Paul Saunders recently wrote an article on how efforts to save democracy can end up threatening it. A portion of the article can be found below:

Can efforts to protect American democracy end up threatening it? In the ongoing investigations into Russia’s interference in the 2016 presidential election, the answer may well be yes—especially if the media fail to scrutinize the intelligence and security agencies pursuing the matter. The investigations may actually help Russian President Vladimir Putin to expand his influence and reach too, even as they deny the United States the ability to pursue vital national security interests. The present moment deserves reflection and judicious action, not the frenzy currently taking place.

Notwithstanding President Trump’s apparently politically motivated denials, Russia did interfere in the election and Americans need to understand what happened and why to protect against future interference from Russia or other nations. No less important, Washington needs to find a way to communicate to Moscow that such interference is intolerable and that it will carry a steep price. But Washington won’t be able to conduct any of this effectively if key governmental and social institutions fail to function properly.

The central problem rests in the triangular relationship between the U.S. Congress, intelligence and counterintelligence agencies and the media. In theory, each should be investigating what happened so that the Congress and administration policy-makers can develop appropriate responses. At the same time, the Congress and the media should be exercising oversight of the intelligence and counterintelligence investigations and the media should watch the Congress too.

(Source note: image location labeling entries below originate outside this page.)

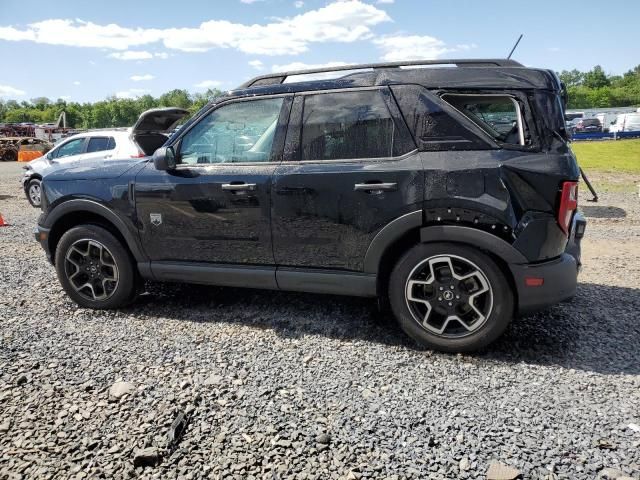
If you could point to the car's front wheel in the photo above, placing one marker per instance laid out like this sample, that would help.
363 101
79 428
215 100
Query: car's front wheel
33 191
94 268
450 297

Yet none of these three political and social institutions fares well under scrutiny.

Consider the case of George Papadopoulos, who recently pleaded guilty to misleading the FBI. Beyond Papadopoulos’ energetic attempts to create a role for himself in the Trump campaign, which seem founded upon amateurish efforts to shade the truth in communicating with people on both ends of the bridge he was trying to build—hardly unusual in Washington, though rarely exposed to the light of day—what is striking about the affair is an FBI preoccupation with “Russian contacts” that may contravene fundamental American values if it is broadly implemented across Special Counsel Robert Mueller’s investigation and in U.S. counterintelligence policy.

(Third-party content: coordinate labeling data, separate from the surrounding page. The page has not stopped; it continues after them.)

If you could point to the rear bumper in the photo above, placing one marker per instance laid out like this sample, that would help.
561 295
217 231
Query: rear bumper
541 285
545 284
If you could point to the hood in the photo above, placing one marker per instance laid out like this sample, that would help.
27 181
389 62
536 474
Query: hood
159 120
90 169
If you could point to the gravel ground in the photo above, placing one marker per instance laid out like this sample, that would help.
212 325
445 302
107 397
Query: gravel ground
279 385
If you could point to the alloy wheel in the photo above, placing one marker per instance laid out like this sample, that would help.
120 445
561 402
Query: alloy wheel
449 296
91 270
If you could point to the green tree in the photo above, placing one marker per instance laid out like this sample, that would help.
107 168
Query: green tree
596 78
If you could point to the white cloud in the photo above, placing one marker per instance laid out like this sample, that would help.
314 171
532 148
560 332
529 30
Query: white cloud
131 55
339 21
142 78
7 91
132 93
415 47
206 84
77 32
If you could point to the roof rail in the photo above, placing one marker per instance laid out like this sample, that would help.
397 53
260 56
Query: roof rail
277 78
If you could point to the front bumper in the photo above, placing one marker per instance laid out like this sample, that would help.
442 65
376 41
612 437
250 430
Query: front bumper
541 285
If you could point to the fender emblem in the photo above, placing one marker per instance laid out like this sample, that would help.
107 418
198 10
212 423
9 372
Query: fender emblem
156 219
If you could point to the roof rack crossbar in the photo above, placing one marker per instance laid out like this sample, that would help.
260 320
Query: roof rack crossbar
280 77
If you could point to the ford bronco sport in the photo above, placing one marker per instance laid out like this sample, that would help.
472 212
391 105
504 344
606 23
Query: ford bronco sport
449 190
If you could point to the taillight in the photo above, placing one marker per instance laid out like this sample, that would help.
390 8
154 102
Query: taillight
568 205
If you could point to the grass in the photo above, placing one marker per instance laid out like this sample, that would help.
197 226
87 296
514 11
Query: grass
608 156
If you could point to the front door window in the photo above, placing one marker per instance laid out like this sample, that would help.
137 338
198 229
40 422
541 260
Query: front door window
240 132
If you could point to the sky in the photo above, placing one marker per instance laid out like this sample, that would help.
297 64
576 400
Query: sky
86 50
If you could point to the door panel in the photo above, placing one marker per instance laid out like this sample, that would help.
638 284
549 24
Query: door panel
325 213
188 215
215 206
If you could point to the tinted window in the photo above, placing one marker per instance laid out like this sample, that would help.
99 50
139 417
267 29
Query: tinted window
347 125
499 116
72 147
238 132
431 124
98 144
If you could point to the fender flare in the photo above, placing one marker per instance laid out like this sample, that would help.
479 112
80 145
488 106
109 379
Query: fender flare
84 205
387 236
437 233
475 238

In the October 5, 2017 plea document signed by Papadopoulos, his attorney, and Mueller’s aides on his behalf, the investigators disclose that Papadopoulos failed to reveal his contacts with the Russian think tank expert “despite being asked if he had met with Russian nationals or ‘anyone with a Russian accent’ during the Campaign.”

It is understandable that investigators may have wanted to ask Papadopoulos about his contacts in the broadest possible manner to ensure that he could not avoid answering based on a technicality (e.g., how would he know whether someone he met was a Russian national) or, alternatively, to trap him. That said, the question is a troubling one on many levels. First, and most obviously, this phrasing doesn’t really solve the technicality problem; after all, who other than a linguist could reliably tell the difference between a Russian accent, a Ukrainian accent, a Belarusian accent, and a Bulgarian accent? What if Papadopoulos said he didn’t know someone’s accent was Russian? Second, if Russia’s intelligence services were trying to co-opt or exploit the Trump campaign, couldn’t they find someone without a Russian accent to undertake this most sensitive of missions? Third, and most peculiar, is the suggestion that the Special Counsel and the FBI have broadened their investigation to include “anyone with a Russian accent”—a standard that goes far beyond even the wild overreach displayed in Sen. Joseph McCarthy’s hunt for communist sympathizers.